Users in the model (length=:math:m).

Type:pandas.Index
item_index

Items in the model (length=:math:n).

Type:pandas.Index
global_bias

The global bias term.

Type:double
user_bias

The user bias terms.

Type:numpy.ndarray
item_bias

The item bias terms.

Type:numpy.ndarray
user_features

The \(m \times k\) user-feature matrix.

Type:numpy.ndarray
item_features

The \(n \times k\) item-feature matrix.

Type:numpy.ndarray
score(user, items, raw=False)

Score a set of items for a user. User and item parameters must be indices into the matrices.

Parameters:
  • user (int) – the user index
  • items (array-like of int) – the item indices
  • raw (bool) – if True, do return raw scores without biases added back.
Returns:

the scores for the items.

Return type:

numpy.ndarray

Alternating Least Squares

LensKit provides alternating least squares implementations of matrix factorization suitable for explicit feedback data. These implementations are parallelized with Numba, and perform best with the MKL from Conda.

class lenskit.algorithms.als.BiasedMF(features, iterations=20, reg=0.1, damping=5)

Biased matrix factorization trained with alternating least squares [ZWSP2008]. This is a prediction-oriented algorithm suitable for explicit feedback data.

[ZWSP2008]Yunhong Zhou, Dennis Wilkinson, Robert Schreiber, and Rong Pan. 2008. Large-Scale Parallel Collaborative Filtering for the Netflix Prize. In +Algorithmic Aspects in Information and Management_, LNCS 5034, 337–348. DOI 10.1007/978-3-540-68880-8_32.
Parameters:
  • features (int) – the number of features to train
  • iterations (int) – the number of iterations to train
  • reg (double) – the regularization factor
  • damping (double) – damping factor for the underlying mean
features

the number of features.

Type:int
iterations

the number of training iterations.

Type:int
regularization

the regularization factor.

Type:double
damping

the mean damping.

Type:double
load_model(path)

Save a trained model to a file.

Parameters:path (str) – the path to file from which to load the model.
Returns:the re-loaded model (of an implementation-defined type).
predict(model: lenskit.algorithms.mf_common.BiasMFModel, user, items, ratings=None)

Compute predictions for a user and items.

Parameters:
  • model – the trained model to use.
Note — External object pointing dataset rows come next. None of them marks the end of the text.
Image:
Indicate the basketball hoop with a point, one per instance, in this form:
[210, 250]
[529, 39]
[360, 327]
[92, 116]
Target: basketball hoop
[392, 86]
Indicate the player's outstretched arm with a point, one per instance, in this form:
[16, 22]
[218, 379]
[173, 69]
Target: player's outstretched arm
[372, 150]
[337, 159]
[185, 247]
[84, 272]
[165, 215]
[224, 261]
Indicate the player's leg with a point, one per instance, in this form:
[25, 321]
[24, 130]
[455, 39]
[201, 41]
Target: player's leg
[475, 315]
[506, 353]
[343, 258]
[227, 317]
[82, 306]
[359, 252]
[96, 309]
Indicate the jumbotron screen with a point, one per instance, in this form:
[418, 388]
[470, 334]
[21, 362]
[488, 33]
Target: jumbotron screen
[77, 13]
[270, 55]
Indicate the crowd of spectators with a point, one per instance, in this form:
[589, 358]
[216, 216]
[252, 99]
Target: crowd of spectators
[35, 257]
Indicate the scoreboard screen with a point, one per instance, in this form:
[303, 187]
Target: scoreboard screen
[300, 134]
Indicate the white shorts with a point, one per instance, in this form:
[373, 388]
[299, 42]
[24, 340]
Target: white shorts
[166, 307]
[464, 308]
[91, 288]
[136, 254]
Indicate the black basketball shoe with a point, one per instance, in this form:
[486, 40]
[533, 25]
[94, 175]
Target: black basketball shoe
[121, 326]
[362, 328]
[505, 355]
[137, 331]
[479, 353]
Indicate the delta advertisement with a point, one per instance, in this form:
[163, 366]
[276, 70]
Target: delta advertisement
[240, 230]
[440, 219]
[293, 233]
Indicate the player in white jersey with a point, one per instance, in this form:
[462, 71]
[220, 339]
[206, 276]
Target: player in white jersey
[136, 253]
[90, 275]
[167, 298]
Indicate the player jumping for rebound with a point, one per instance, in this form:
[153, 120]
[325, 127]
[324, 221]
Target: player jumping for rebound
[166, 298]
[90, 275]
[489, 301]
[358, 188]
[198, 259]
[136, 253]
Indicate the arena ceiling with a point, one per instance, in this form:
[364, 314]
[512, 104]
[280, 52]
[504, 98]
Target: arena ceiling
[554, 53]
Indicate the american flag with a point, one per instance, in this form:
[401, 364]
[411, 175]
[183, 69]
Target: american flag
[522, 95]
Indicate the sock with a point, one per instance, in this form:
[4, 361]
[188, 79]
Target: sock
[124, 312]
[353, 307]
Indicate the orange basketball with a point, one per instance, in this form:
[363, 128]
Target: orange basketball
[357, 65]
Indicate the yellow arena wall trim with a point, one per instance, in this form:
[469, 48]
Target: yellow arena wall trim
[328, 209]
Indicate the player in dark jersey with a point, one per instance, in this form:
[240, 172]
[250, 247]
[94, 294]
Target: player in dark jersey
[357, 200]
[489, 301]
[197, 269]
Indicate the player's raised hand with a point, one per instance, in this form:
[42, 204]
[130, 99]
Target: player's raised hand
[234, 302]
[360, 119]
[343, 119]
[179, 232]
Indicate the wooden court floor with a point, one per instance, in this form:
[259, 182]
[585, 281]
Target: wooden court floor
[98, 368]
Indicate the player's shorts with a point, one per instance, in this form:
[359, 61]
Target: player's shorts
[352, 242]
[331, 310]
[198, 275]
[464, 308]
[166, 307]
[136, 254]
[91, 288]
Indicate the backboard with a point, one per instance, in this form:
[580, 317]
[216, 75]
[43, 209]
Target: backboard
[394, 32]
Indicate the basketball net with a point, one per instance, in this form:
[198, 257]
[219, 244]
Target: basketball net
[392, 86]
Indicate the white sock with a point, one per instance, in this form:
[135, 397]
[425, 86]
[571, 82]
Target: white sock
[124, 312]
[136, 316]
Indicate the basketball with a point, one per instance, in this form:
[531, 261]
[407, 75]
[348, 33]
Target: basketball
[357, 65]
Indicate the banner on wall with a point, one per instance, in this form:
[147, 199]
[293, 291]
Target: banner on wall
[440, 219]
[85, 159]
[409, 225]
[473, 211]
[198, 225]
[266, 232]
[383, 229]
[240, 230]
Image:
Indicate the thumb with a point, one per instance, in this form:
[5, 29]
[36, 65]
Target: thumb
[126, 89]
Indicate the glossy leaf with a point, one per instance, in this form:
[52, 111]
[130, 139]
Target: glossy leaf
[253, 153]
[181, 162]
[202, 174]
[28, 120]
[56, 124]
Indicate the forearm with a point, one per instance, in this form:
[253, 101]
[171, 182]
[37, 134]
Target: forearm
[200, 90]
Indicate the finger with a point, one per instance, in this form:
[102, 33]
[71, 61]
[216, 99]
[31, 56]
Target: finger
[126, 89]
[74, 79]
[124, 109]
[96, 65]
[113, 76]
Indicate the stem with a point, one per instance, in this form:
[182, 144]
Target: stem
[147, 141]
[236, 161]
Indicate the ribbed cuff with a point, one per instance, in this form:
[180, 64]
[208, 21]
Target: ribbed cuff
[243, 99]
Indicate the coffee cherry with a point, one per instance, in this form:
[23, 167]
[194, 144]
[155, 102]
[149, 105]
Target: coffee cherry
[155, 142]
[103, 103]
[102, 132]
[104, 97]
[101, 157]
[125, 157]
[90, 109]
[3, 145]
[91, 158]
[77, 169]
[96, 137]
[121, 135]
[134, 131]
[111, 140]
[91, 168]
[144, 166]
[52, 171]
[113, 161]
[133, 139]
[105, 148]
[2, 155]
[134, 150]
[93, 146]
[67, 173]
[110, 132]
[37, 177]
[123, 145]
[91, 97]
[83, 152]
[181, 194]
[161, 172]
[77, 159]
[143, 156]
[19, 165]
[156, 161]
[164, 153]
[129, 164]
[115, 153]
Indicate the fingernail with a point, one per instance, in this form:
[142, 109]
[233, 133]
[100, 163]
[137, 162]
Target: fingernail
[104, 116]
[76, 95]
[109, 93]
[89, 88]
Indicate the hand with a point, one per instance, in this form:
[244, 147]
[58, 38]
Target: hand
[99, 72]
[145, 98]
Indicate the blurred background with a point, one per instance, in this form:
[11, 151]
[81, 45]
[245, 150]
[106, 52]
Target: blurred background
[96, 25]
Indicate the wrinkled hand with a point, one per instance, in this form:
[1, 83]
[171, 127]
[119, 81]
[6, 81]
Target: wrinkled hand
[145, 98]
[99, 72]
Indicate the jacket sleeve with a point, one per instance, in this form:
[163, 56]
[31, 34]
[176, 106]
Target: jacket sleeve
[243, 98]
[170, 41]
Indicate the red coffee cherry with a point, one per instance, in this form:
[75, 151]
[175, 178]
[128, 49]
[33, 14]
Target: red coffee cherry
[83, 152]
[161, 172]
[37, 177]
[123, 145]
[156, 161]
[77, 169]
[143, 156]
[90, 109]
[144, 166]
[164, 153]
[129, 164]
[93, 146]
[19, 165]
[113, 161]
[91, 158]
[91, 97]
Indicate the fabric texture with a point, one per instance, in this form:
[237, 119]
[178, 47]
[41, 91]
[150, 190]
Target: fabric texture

Either None or the ratings matrix if the algorithm has no concept of training.
  • user – the user ID
  • items (array-like) – the items to predict
  • ratings (pandas.Series) – the user’s ratings (indexed by item id); if provided, they may be used to override or augment the model’s notion of a user’s preferences.
Returns:

scores for the items, indexed by item id.

Return type:

pandas.Series

save_model(model, path)

Save a trained model to a file or directory. The default implementation pickles the model.

Algorithms are allowed to use any format for saving their models, including directories.

Parameters:
  • model – the trained model.
  • path (str) – the path at which to save the model.
train(ratings, bias=None)

Run ALS to train a model.

Parameters:
  • ratings – the ratings data frame.
  • bias (bias.BiasModel) – a pre-trained bias model to use.
Returns:

The trained biased MF model.

Return type:

BiasMFModel

class lenskit.algorithms.als.ImplicitMF(features, iterations=20, reg=0.1, weight=40)

Implicit matrix factorization trained with alternating least squares [HKV2008]. This algorithm outputs ‘predictions’, but they are not on a meaningful scale. If its input data contains rating values, these will be used as the ‘confidence’ values; otherwise, confidence will be 1 for every rated item.

[HKV2008](1, 2) Y. Hu, Y. Koren, and C. Volinsky. 2008. Collaborative Filtering for Implicit Feedback Datasets. In _Proceedings of the 2008 Eighth IEEE International Conference on Data Mining_, 263–272. DOI 10.1109/ICDM.2008.22
Parameters:
  • features (int) – the number of features to train
  • iterations (int) – the number of iterations to train
  • reg (double) – the regularization factor
  • weight (double) – the scaling weight for positive samples (\(\alpha\) in [HKV2008]).
load_model(path)

Save a trained model to a file.

Parameters:path (str) – the path to file from which to load the model.
Returns:the re-loaded model (of an implementation-defined type).
predict(model: lenskit.algorithms.mf_common.MFModel, user, items, ratings=None)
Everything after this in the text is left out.